We’ve come a long way since the early days of the COVID pandemic. Not only do we have effective vaccines and boosters for the virus, but we’re also finding treatments in unexpected places—like Spongebob Squarepants.
In a study published on Jan. 9 in the journal Antiviral Research, researchers at the University of British Columbia identified 26 compounds found in sea sponges, plants, bacteria, and other marine organisms that were effective in fighting COVID infections. The findings could lead to newer, more effective antiviral treatments for the coronavirus.
“This interdisciplinary research team is unraveling the important possibilities of biodiversity and natural resources and discovering nature-based solutions for global health challenges such as COVID-19,” François Jean, a microbiology and immunology researcher at UBC and senior author of the study, said in a statement.
The team’s new findings started with an initial study of a catalog of more than 350 compounds from different natural sources. They then placed human lung cells in a solution made of the compounds before infecting the cells with COVID-19. From this process, they were able to narrow a list of compounds of interest down to 26 that were capable of completely reducing viral infections in the lung cells.
Though the study’s authors collected compounds from sources worldwide, the three most effective ones came from their backyard in Canada: alotaketal C, which comes from a sea sponge found in B.C.; bafilomycin D, which comes from a marine bacteria in B.C.; and holyrine A, which also comes from marine bacteria in Newfoundland.

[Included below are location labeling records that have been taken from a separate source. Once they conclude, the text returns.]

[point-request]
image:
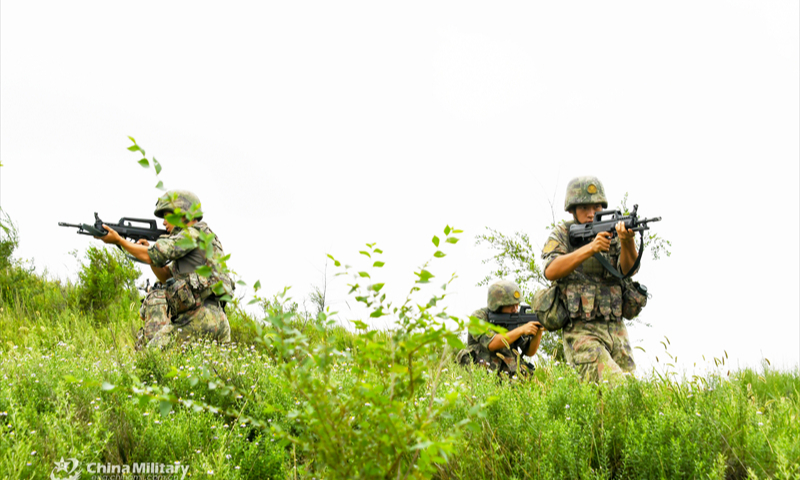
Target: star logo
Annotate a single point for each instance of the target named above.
(70, 466)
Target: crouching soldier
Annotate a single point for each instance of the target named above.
(503, 352)
(595, 338)
(187, 305)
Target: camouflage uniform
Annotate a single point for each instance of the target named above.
(154, 313)
(595, 338)
(193, 307)
(505, 360)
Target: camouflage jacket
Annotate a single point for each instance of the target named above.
(590, 292)
(505, 360)
(184, 260)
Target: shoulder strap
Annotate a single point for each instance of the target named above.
(613, 271)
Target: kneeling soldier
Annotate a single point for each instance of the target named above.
(595, 339)
(193, 308)
(502, 352)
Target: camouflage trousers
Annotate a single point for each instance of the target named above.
(205, 322)
(155, 314)
(599, 350)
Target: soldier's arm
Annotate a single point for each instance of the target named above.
(628, 253)
(566, 263)
(512, 336)
(137, 251)
(162, 273)
(534, 345)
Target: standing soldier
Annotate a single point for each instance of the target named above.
(192, 306)
(595, 338)
(502, 352)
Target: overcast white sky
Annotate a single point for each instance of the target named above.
(309, 128)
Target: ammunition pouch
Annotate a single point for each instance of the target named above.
(550, 309)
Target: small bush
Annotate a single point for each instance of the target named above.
(105, 279)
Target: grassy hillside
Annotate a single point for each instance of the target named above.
(301, 397)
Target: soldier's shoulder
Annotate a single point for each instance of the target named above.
(482, 313)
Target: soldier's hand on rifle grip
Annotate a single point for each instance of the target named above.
(112, 238)
(530, 328)
(601, 243)
(625, 234)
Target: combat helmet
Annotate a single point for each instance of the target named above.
(175, 199)
(503, 293)
(584, 190)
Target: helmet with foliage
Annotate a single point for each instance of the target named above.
(503, 293)
(583, 191)
(175, 199)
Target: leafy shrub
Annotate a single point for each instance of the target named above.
(106, 278)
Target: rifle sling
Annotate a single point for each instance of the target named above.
(613, 271)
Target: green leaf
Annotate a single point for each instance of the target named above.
(187, 243)
(424, 276)
(165, 407)
(204, 271)
(335, 262)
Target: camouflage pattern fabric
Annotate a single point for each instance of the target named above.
(505, 360)
(207, 319)
(595, 338)
(155, 315)
(205, 322)
(599, 351)
(584, 191)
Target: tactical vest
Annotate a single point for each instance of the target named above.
(189, 290)
(590, 292)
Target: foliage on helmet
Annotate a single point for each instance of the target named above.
(175, 199)
(585, 191)
(503, 293)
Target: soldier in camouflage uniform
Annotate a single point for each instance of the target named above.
(193, 309)
(503, 352)
(595, 338)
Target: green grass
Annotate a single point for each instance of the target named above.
(54, 356)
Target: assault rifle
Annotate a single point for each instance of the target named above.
(510, 321)
(151, 232)
(581, 234)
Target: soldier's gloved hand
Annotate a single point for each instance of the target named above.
(112, 237)
(601, 243)
(530, 328)
(625, 234)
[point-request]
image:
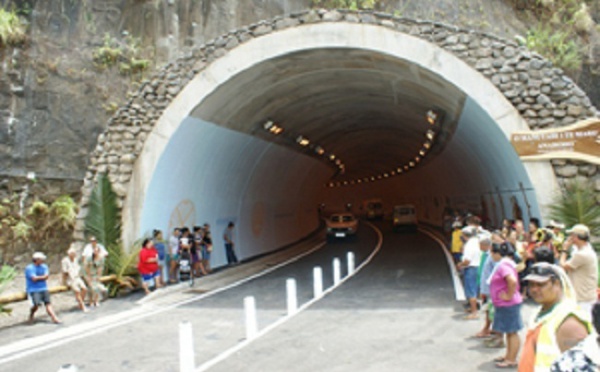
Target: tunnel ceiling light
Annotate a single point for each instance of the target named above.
(302, 141)
(276, 129)
(432, 117)
(430, 134)
(268, 124)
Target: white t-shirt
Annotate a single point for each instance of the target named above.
(173, 245)
(584, 273)
(472, 252)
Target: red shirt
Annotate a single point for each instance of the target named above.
(145, 267)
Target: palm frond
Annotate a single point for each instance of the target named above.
(577, 204)
(103, 219)
(123, 265)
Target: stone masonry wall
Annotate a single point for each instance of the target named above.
(543, 95)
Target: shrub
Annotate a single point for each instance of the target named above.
(12, 29)
(556, 45)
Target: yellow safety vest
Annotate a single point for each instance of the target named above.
(547, 350)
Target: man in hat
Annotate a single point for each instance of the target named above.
(457, 243)
(470, 263)
(582, 266)
(558, 325)
(72, 277)
(36, 276)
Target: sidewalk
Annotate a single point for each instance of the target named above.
(14, 328)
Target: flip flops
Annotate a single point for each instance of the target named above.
(506, 364)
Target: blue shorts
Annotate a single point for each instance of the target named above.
(470, 279)
(149, 277)
(507, 319)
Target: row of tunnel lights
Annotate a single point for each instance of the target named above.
(304, 142)
(433, 118)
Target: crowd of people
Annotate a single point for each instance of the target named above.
(503, 268)
(158, 264)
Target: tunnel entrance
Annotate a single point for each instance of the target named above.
(304, 113)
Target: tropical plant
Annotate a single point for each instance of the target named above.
(575, 204)
(103, 221)
(12, 29)
(7, 275)
(123, 265)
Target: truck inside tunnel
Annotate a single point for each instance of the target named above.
(335, 114)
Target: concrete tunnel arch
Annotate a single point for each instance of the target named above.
(224, 171)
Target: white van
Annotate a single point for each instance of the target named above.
(404, 217)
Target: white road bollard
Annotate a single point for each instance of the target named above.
(186, 347)
(68, 368)
(251, 323)
(318, 282)
(292, 297)
(351, 266)
(337, 271)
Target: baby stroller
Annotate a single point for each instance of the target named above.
(185, 266)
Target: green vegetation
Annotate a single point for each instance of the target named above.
(104, 222)
(577, 204)
(7, 275)
(562, 29)
(124, 54)
(556, 45)
(344, 4)
(12, 28)
(42, 226)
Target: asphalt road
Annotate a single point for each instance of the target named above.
(397, 314)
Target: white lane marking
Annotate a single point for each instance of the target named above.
(459, 291)
(23, 348)
(227, 353)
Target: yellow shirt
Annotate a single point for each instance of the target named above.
(456, 242)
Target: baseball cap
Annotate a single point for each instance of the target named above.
(39, 256)
(556, 224)
(579, 229)
(541, 272)
(469, 230)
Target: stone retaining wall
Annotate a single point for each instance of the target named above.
(542, 94)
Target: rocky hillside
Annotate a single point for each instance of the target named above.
(82, 57)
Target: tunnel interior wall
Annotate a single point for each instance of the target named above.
(210, 174)
(478, 171)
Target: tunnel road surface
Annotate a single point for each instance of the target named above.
(152, 342)
(397, 314)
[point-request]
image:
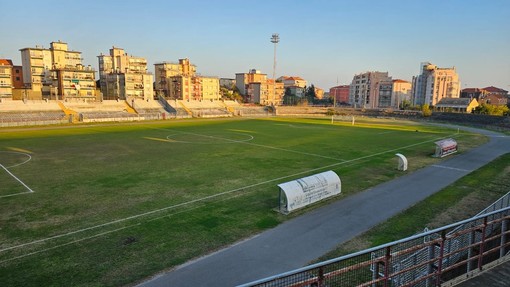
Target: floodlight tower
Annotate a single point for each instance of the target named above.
(274, 39)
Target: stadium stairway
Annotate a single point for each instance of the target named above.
(231, 110)
(186, 108)
(70, 114)
(129, 109)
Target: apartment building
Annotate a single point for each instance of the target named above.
(434, 84)
(340, 94)
(402, 91)
(257, 88)
(292, 81)
(5, 79)
(180, 81)
(385, 93)
(365, 90)
(57, 72)
(210, 88)
(122, 76)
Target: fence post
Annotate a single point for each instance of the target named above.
(504, 228)
(375, 269)
(482, 243)
(430, 269)
(471, 251)
(321, 277)
(387, 265)
(440, 259)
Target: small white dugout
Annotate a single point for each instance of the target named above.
(304, 191)
(445, 147)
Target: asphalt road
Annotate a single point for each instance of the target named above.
(296, 242)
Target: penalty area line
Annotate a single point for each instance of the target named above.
(202, 199)
(17, 179)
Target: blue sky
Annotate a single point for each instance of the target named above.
(325, 42)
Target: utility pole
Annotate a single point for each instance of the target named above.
(274, 39)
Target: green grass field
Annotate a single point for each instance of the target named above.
(114, 204)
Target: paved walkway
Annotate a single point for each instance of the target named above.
(296, 242)
(497, 276)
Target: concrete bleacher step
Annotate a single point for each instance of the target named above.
(69, 113)
(186, 108)
(129, 109)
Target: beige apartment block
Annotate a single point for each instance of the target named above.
(435, 84)
(182, 88)
(123, 76)
(365, 89)
(57, 72)
(174, 80)
(5, 79)
(402, 91)
(292, 81)
(180, 81)
(210, 88)
(244, 79)
(266, 93)
(257, 88)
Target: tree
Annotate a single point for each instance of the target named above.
(493, 110)
(405, 105)
(310, 95)
(289, 98)
(426, 111)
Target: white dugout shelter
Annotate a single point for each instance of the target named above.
(445, 147)
(304, 191)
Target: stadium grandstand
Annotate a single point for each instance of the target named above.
(30, 112)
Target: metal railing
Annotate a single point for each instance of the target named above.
(425, 259)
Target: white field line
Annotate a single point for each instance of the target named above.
(29, 157)
(259, 145)
(68, 243)
(207, 197)
(19, 180)
(452, 168)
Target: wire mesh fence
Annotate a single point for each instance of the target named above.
(426, 259)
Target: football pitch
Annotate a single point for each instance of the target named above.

So it definitely seems like there’s something in the water (literally) in the Great White North, eh?
“The advantage of these compounds is that they are targeting the cells, rather than the virus, blocking the virus from replicating and helping the cell to recover,” Jimena Pérez-Vargas, a microbiology and immunology researcher at UBC and co-author of the study, said in a statement. She added that the compounds could even be effective against future variants as well as the flu since they target human cells rather than viruses.
The researchers now plan on building off of their findings by testing the compounds in animal subjects in the next year. For now, it offers yet another glimmer of hope into building lasting and effective treatments for COVID-19—no matter what deadly variant might emerge.
“Our research is also paving the way for large-scale testing of natural product medicines that can block infection associated with other respiratory viruses of great concern in Canada and around the world, such as influenza A and RSV,” Jean said.